Where the Wager Could Still Snap

Two structural pressures will test whether the strategy day’s promises hold for the next 18 months.

The first is European margin. Filosa has framed Europe as “breakeven plus” for 2026, a far softer guide than the high-single-digit territory the region used to deliver. With Chinese-branded share doubling year over year and the Leapmotor pipeline not yet at scale, the squeeze on Peugeot and Fiat pricing is the closest thing to a near-term margin breach the strategy day has to address head-on.

The second is North American demand durability. Q1’s profit turn rested heavily on Hemi V8-equipped Jeep and Ram volume. That demand is real, but it is also exposed to fuel-price moves, U.S. tariff drift on imported components, and the simple fact that body-on-frame trucks face their own electrification clock from regulators.

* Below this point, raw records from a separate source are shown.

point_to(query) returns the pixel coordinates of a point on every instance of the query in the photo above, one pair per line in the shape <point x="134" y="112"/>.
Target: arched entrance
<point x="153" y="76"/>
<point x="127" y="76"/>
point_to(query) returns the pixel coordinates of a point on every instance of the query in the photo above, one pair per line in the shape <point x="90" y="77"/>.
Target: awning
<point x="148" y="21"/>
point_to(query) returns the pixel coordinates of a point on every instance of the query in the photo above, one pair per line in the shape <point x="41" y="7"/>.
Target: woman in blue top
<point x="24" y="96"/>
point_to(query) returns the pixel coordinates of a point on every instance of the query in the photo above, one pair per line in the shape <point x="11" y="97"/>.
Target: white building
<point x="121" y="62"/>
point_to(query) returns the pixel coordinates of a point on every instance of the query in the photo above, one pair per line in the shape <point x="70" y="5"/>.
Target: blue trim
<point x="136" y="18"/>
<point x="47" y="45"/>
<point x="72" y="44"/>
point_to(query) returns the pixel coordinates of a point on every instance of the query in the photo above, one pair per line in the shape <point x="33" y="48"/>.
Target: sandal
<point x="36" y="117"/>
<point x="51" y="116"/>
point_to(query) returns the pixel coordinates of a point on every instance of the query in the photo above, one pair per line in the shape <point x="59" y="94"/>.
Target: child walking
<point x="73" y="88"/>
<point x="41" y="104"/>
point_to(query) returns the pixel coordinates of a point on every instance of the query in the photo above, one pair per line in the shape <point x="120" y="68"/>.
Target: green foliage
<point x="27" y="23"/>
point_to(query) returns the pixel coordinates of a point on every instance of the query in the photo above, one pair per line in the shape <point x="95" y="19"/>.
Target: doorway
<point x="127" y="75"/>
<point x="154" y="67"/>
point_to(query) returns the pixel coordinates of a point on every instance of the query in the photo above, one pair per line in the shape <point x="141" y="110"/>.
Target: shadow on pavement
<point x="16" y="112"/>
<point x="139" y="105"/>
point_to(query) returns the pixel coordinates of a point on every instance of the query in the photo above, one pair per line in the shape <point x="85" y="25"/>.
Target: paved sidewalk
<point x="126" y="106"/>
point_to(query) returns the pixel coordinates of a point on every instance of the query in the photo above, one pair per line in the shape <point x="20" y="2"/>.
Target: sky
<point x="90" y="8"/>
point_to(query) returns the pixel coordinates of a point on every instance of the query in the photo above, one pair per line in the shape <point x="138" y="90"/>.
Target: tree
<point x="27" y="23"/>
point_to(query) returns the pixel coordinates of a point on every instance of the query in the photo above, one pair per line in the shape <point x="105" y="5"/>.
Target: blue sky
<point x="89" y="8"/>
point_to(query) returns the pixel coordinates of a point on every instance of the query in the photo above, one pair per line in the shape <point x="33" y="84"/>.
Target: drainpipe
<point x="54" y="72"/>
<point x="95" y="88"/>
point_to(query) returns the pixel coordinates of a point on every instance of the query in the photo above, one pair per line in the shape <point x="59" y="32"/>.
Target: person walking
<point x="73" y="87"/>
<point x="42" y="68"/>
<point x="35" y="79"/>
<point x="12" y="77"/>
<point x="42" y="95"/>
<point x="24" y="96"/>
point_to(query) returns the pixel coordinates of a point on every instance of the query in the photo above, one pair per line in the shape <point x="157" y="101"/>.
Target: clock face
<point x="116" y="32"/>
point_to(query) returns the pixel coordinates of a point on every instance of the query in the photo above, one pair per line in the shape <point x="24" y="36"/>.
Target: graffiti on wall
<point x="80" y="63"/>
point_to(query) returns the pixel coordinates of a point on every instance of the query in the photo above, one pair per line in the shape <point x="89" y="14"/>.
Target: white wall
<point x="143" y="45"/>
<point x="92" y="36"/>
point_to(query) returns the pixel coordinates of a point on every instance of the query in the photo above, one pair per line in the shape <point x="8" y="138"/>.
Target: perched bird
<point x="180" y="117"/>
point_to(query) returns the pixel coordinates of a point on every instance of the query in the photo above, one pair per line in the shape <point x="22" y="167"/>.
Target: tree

Supplier and dealer relationships sit underneath both pressures. The automaker has spent the past two years rebuilding trust after a stretch of contentious negotiations on parts pricing and inventory loads, and any cost-program detail that lands on suppliers will land on a network that already remembers the prior round.

If the four-brand bet shows margin proof in the second half, the European loss carries forward as manageable noise and the BofA target reads early. If Chinese share keeps climbing and Hemi-led North American mix softens by the third quarter, the €5.50 number stops looking like a contrarian call.